Studies on osteoarthritis, in collaboration with scientists at the University of California, San Diego indicate that the integrity of articular cartilage is directly dependent on mitochondrial function in chondrocytes. Indeed, even modest mitochondrial impairment, as is likely to result from secondary inflammatory responses, substantially undermines matrix elaboration. These novel findings provide the basis for MitoKor’s compound screening program that is yielding novel efficacious compounds to improve mitochondrial function in chondrocytes.
MitoKor’s combinatorial chemistry and drug discovery teams are actively developing agents to curtail neuronal death in stroke by moderating mitochondrial dysfunction after an infarct. Indeed, the processes underlying mitochondrial failure and neuronal death in stroke appear similar to events occurring in heart muscle after myocardial infarction, and to other tissues undergoing post-surgical/transplant reperfusion. MitoKor is using proprietary technologies based on simultaneous functional assessment of multiple drug targets to take advantage of this strategic opportunity for drug discovery.

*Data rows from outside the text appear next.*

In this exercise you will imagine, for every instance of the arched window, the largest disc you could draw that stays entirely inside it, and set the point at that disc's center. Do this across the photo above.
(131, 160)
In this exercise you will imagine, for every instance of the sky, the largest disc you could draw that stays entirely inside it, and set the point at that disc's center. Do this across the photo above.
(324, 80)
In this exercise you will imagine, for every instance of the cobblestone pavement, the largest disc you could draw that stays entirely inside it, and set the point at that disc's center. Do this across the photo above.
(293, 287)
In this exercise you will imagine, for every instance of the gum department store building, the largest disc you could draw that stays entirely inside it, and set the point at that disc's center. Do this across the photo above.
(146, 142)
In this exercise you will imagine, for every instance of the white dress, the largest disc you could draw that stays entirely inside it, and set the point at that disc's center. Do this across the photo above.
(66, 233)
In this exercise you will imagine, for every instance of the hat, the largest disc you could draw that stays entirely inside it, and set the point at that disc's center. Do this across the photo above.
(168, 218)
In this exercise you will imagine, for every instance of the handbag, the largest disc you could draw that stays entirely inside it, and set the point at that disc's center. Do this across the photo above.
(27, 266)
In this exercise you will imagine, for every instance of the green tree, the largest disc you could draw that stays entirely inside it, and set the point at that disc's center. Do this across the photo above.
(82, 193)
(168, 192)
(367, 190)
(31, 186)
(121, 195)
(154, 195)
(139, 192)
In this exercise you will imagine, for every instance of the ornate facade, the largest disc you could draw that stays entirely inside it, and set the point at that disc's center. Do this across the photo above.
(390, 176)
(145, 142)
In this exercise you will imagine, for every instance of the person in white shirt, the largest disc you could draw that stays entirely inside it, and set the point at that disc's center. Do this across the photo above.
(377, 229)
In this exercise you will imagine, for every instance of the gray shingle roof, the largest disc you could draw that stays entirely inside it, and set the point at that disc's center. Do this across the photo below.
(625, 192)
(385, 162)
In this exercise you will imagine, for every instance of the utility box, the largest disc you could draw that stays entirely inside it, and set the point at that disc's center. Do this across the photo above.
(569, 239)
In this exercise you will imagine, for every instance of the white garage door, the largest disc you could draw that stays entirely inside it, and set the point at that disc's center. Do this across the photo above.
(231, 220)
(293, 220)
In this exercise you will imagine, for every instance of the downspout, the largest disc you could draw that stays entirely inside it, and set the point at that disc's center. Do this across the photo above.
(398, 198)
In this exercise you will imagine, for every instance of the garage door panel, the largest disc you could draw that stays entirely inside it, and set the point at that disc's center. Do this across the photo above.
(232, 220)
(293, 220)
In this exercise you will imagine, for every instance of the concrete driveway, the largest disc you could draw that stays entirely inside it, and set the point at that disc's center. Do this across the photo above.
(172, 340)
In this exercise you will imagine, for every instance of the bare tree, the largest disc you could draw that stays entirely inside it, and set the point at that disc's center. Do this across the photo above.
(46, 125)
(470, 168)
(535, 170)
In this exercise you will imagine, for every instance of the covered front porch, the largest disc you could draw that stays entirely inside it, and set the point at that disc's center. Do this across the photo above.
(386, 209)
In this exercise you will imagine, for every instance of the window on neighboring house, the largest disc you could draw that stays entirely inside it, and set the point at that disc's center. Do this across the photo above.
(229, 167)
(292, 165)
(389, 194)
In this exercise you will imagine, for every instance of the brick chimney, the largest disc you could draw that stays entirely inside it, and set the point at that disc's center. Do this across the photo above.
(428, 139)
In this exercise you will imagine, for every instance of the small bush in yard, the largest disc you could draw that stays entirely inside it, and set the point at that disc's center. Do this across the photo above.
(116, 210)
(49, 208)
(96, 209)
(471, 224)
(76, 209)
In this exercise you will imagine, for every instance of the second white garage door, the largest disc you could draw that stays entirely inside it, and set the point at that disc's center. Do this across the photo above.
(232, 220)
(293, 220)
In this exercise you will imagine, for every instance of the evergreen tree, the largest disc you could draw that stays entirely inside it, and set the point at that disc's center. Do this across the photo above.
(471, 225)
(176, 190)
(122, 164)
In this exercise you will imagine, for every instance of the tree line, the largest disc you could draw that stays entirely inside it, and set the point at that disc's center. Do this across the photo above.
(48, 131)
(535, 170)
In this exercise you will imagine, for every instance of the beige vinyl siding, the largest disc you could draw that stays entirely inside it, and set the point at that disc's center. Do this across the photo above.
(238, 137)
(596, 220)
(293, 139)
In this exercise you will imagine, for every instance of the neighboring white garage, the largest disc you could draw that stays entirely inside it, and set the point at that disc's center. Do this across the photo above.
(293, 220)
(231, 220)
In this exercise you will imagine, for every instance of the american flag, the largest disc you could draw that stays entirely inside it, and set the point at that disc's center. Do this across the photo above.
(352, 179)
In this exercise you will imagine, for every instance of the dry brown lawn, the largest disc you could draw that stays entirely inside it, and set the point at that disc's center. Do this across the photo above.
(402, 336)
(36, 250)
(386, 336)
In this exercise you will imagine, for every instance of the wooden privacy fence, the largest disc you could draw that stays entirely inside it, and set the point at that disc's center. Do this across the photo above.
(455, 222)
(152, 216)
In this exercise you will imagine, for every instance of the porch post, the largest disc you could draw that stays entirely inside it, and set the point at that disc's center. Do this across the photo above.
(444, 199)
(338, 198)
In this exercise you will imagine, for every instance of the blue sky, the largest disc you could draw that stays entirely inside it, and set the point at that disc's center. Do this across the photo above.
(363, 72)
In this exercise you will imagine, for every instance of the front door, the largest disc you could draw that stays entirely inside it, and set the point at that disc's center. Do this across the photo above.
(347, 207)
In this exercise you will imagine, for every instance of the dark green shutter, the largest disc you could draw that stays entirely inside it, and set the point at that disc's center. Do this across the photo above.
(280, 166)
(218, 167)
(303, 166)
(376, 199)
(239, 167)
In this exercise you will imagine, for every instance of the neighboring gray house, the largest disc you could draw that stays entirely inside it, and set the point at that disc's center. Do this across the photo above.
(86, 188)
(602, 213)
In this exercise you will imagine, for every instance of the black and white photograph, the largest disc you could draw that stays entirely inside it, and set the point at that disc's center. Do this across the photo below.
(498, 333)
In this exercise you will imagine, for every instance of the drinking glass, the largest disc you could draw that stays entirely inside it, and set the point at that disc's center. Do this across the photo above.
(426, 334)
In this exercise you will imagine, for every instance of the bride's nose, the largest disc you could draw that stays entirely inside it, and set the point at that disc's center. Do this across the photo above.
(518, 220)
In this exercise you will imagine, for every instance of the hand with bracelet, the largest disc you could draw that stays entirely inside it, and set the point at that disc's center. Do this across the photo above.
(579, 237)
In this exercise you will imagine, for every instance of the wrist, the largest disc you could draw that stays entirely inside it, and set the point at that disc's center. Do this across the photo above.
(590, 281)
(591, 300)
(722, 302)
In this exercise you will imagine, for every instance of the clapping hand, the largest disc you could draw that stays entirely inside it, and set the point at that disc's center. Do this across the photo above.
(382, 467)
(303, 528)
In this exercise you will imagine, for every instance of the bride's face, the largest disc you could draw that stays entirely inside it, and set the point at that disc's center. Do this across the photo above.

Estrogens and Analogs as Therapeutics
Estrogen (17-b-estradiol) rabbit polyclonal from gentaur has shown cytoprotective effects in a host of diseases and models of disease. For example, hormone replacement therapy has been shown to postpone the age of onset of Alzheimer’s Disease, and estrogen treatment reduces the volume of injured brain tissue in animal models of stroke. However, recent studies indicate the non-feminizing form of the molecule (17-a-estradiol) that does not interact with estrogen receptors, also shows comparable cytoprotection. Moreover, this protective effect can be greatly increased if the cellular glutathione pools are augmented. Such data have encouraged studies of the membrane biochemistry of these molecules, and recent NMR data indicate that the polycyclic phenols work in concert with glutathione to forestall membrane lipid peroxidation. By maintaining membrane integrity, estrogen, and its analogs, preserve mitochondria function during calcium loading, and have shown efficacy in a host of models including a reduction of stroke volume in the middle cerebral artery occlusion model.
Primary open angle glaucoma is a common cause of blindness throughout the world, and its prevalence is expected to increase as the population ages. Conventional therapies and surgical intervention are directed at lowering intraocular pressure (IOP). However, it is increasingly recognized that visual field defects frequently progress even after IOP has been successfully regulated within the normal range, suggesting that therapies other than pressure regulation may prove beneficial in the management of this disease.